The story goes that in the Land of Sariwa, where all the vegetable-folk live in harmony, the recently orphaned Ampalaya makes her mark by being the violent bully in the playground. Her character is in a perpetual state of uncooperativeness and wants only to acquire from her kapwa-gulay all the good qualities she doesn’t have. While all the other vegetables were asleep, she grabs the opportunity and steals their “tastes” which they had left unguarded. Once the vegetable-folk realized that it was Ampalaya who stole from them, they implored Ubodmansa Saging’s help to bring justice to the thief. The diwata punished Ampalaya by letting her keep all the qualities she stole from the other vegetables. Hence, the repulsive-though-strangely-delicious taste of the ampalaya.

In the musical, however, it doesn’t end with the simple explanation of how and why the bitter gourd came to be. In Siliman University’s theatrical rendition, we are given the context of Ampalaya’s rude behavior: the loss of her mother. It elevates the discussion by taking the story out of the lazy “it is what it is” characterization, and as the play closes, introduces us to concepts which are as difficult to grasp as the ideas of greed and envy —understanding and forgiveness. It is in this pleasant turn that Ampalaya the Musical shines the brightest.

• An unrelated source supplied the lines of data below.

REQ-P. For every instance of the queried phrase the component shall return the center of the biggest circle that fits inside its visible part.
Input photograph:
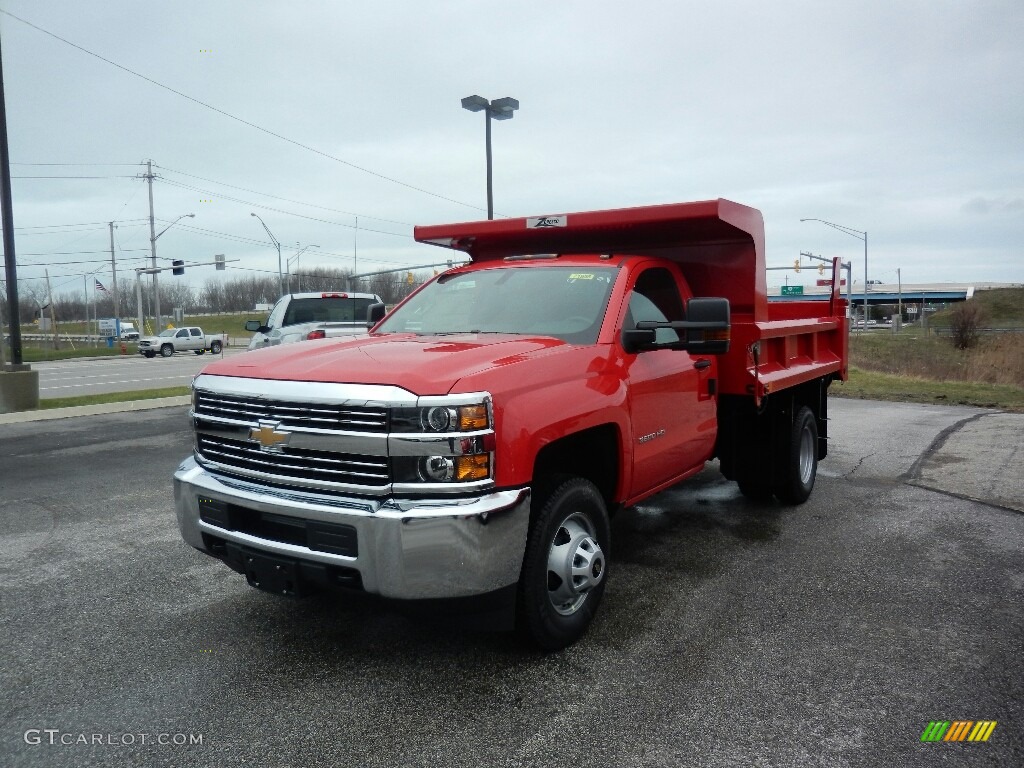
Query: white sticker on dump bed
(543, 221)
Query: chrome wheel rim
(806, 456)
(576, 564)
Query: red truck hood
(423, 365)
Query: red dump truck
(469, 452)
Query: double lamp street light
(500, 109)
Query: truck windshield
(567, 303)
(327, 309)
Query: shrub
(965, 323)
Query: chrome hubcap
(576, 564)
(806, 456)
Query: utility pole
(114, 271)
(53, 316)
(899, 298)
(10, 265)
(153, 250)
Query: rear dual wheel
(800, 463)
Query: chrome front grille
(291, 415)
(316, 467)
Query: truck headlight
(441, 419)
(444, 440)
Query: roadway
(731, 633)
(73, 378)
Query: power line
(241, 120)
(279, 210)
(73, 176)
(287, 200)
(81, 223)
(91, 165)
(72, 253)
(87, 261)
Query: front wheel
(800, 460)
(565, 566)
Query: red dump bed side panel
(719, 244)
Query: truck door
(674, 422)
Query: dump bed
(719, 245)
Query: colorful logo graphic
(958, 730)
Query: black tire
(755, 491)
(568, 537)
(800, 460)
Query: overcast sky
(902, 119)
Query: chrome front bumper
(407, 549)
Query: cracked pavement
(731, 633)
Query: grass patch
(94, 399)
(998, 358)
(873, 385)
(33, 353)
(1003, 307)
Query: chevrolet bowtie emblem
(269, 436)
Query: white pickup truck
(298, 316)
(189, 339)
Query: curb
(24, 417)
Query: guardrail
(101, 340)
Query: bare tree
(965, 324)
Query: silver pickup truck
(189, 339)
(298, 316)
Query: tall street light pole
(281, 278)
(859, 235)
(500, 109)
(153, 249)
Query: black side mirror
(636, 340)
(375, 313)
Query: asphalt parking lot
(731, 634)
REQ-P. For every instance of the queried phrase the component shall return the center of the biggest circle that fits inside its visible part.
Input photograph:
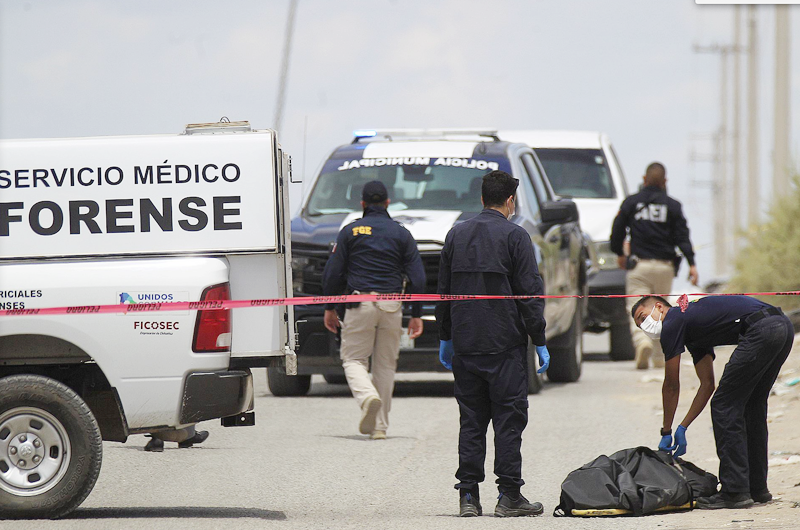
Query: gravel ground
(305, 466)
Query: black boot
(515, 505)
(198, 438)
(761, 497)
(155, 445)
(470, 504)
(724, 500)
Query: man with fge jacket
(373, 255)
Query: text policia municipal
(49, 218)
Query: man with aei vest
(656, 225)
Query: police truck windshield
(418, 183)
(578, 173)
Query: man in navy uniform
(763, 336)
(485, 342)
(656, 225)
(373, 255)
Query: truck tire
(335, 379)
(566, 352)
(534, 380)
(621, 343)
(282, 385)
(50, 448)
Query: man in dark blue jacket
(373, 255)
(763, 336)
(485, 342)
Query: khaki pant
(372, 329)
(650, 276)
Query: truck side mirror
(559, 212)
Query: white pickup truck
(84, 222)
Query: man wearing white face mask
(763, 336)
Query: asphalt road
(304, 465)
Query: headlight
(605, 258)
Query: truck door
(556, 247)
(262, 336)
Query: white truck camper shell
(200, 215)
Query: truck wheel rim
(34, 451)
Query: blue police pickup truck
(434, 181)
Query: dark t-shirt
(707, 322)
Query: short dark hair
(498, 186)
(655, 175)
(644, 300)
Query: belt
(759, 315)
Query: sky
(626, 67)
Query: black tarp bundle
(636, 481)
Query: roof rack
(218, 127)
(391, 134)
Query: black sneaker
(724, 500)
(155, 445)
(470, 505)
(518, 506)
(198, 438)
(761, 497)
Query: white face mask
(651, 326)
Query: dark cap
(374, 192)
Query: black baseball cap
(374, 192)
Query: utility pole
(753, 206)
(721, 226)
(287, 54)
(781, 162)
(736, 132)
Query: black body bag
(636, 481)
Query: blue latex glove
(680, 442)
(544, 359)
(666, 443)
(446, 353)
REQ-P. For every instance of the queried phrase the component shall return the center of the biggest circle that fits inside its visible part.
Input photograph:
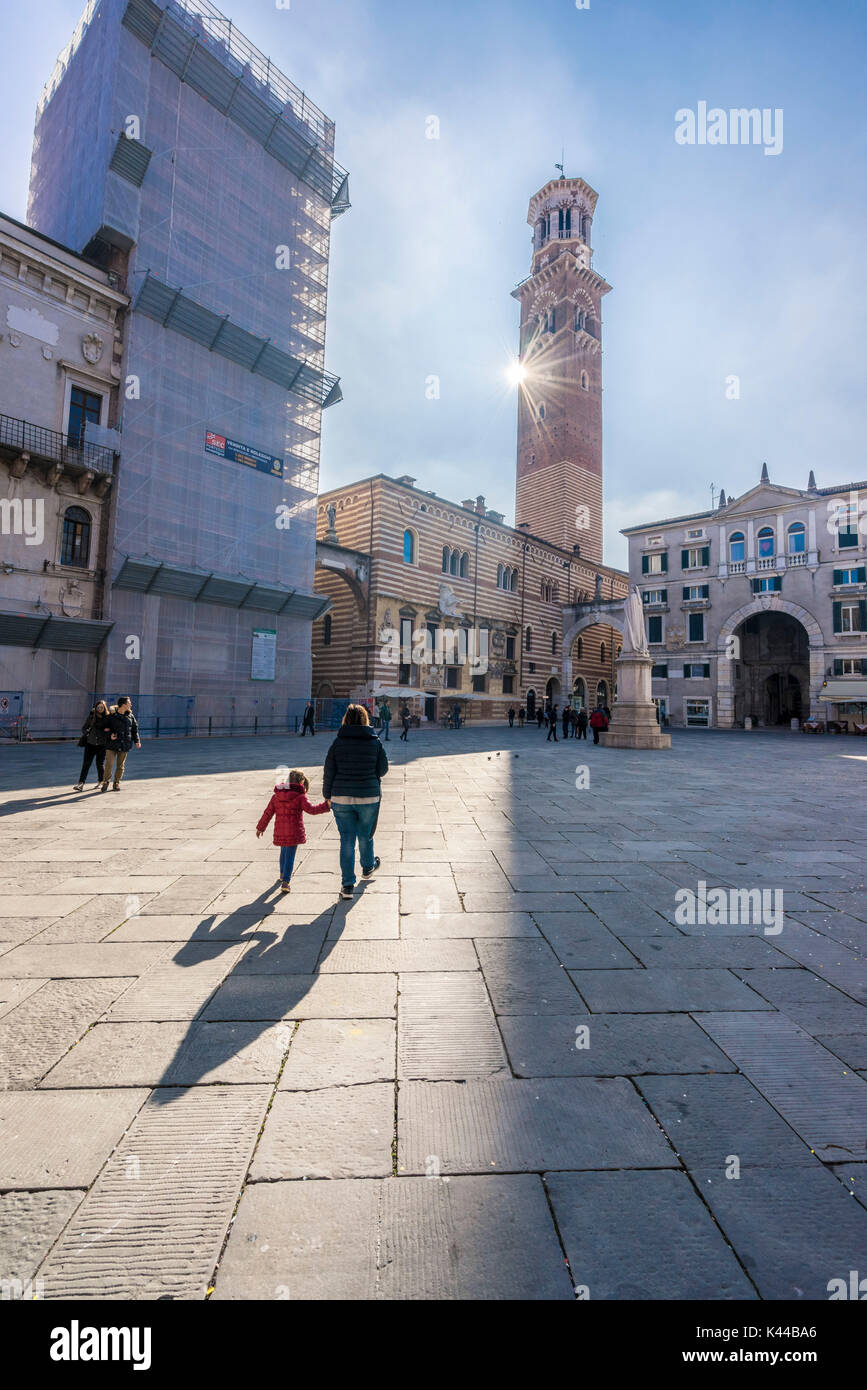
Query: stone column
(634, 722)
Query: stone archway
(728, 652)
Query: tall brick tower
(559, 476)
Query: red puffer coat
(288, 806)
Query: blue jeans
(356, 823)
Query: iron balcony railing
(53, 445)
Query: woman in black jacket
(93, 742)
(354, 765)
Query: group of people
(107, 736)
(574, 722)
(354, 766)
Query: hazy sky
(724, 260)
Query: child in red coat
(288, 806)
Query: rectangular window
(695, 558)
(696, 713)
(85, 406)
(655, 563)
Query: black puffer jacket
(93, 729)
(354, 763)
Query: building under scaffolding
(178, 157)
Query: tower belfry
(559, 467)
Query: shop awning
(60, 634)
(844, 692)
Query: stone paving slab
(42, 1027)
(710, 1119)
(527, 977)
(78, 962)
(153, 1223)
(673, 1251)
(446, 1027)
(820, 1098)
(29, 1225)
(61, 1139)
(525, 1125)
(609, 1044)
(174, 1054)
(468, 925)
(178, 987)
(582, 943)
(304, 997)
(339, 1132)
(659, 991)
(339, 1052)
(396, 1239)
(795, 1229)
(378, 957)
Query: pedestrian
(122, 731)
(598, 723)
(354, 767)
(288, 806)
(385, 717)
(93, 741)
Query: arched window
(796, 538)
(766, 542)
(75, 545)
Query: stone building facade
(399, 562)
(61, 325)
(757, 610)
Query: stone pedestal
(634, 717)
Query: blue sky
(724, 260)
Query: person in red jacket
(288, 806)
(598, 723)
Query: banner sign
(245, 453)
(264, 653)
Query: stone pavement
(505, 1070)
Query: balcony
(24, 442)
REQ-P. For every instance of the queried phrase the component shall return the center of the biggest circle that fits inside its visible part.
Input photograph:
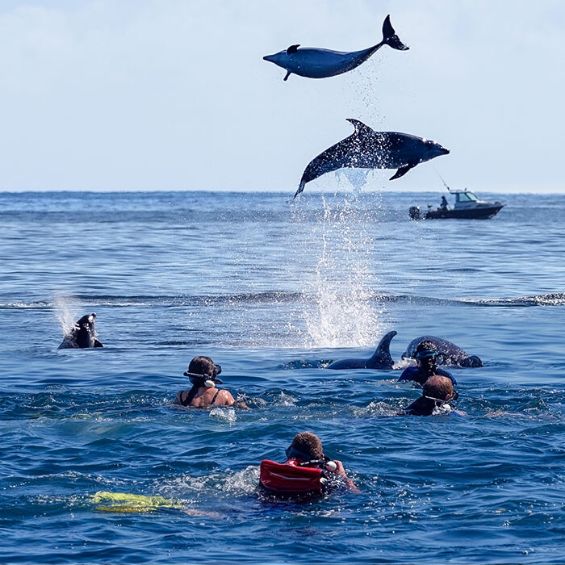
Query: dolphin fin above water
(381, 359)
(313, 62)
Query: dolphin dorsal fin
(382, 358)
(360, 127)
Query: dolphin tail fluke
(390, 37)
(382, 357)
(402, 171)
(300, 189)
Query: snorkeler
(203, 374)
(426, 359)
(437, 392)
(306, 469)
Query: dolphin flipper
(402, 171)
(382, 358)
(390, 37)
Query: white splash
(65, 307)
(343, 312)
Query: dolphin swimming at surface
(448, 352)
(366, 148)
(381, 358)
(322, 63)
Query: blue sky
(174, 94)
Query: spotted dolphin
(322, 63)
(448, 353)
(82, 335)
(366, 148)
(381, 359)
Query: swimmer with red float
(307, 470)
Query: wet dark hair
(204, 366)
(307, 446)
(438, 387)
(200, 370)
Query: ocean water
(273, 290)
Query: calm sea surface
(273, 290)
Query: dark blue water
(273, 290)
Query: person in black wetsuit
(437, 392)
(203, 374)
(426, 359)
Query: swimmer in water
(306, 451)
(203, 374)
(437, 392)
(426, 359)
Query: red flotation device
(291, 479)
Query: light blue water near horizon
(273, 290)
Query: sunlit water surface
(273, 290)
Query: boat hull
(477, 213)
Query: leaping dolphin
(321, 63)
(370, 149)
(381, 359)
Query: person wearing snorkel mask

Ampalaya the Musical was directed by Dessa Quesada-Palm of the Philippine Educational Theatre Association. She succeeds with Elizabeth Susan Vista-Suarez directing Maestro Michael Dadap’s original music, while Angelo Sayson choreographed the performers’ movements. In a play for children, the costume design is crucial and will not go unnoticed. Happily, costume designer Carlo Pagunaling did a brilliant job. If the songs and the narrative were too difficult to grasp for the children in the audience, then the visual spectacle was definitely enough for them to recollect and ask at a later time, “Why was colorful Ampalaya punished again?”

That said, Ampalaya the Musical is no mere child’s play. It puts forward, through subtle ways, ideas which are not so easy to wrestle with. For a play to be staged in CCP and juggle Filipino, Bisaya and English, is a move that deserves a second look. It was a much-needed step forward, although not without its faults. While I had no issues deciphering the Bisaya (my family hailing from Agusan del Norte), there were members in the audience who were noticeably uneasy with the sudden shifts in language.

Indeed, there is a certain power play in language when the common vegetable-folk are used to interspersing their Filipino dialogue with Bisaya while the diwata, on the other hand, speak in straight and highfaluting English when she makes her verdict on Ampalaya. It made me question the scriptwriter’s poetics — is the writer of the archaic school of thought that (American) English is superior to Filipino and Bisaya? It was an issue which I, as a member of the audience, found hard to wrap my head around. Perhaps, if Ubodmansa Saging imposed her verdict in Bisaya, or even in Filipino, then it would invalidate thoughts of Benevolent Assimilation and other colonial ideas. It is unfortunate that the musical would trip in this aspect.

Nonetheless, watching Ampalaya the Musical was a treat, an experience which made me return to childhood joys and reflect on the profoundness in its simplicity. And while its mashup of languages jarred me, perhaps, it was only keeping true to the ampalaya’s character: bittersweet, a true mascot of nuance; a metaphor of how, in this life, you can’t have it all.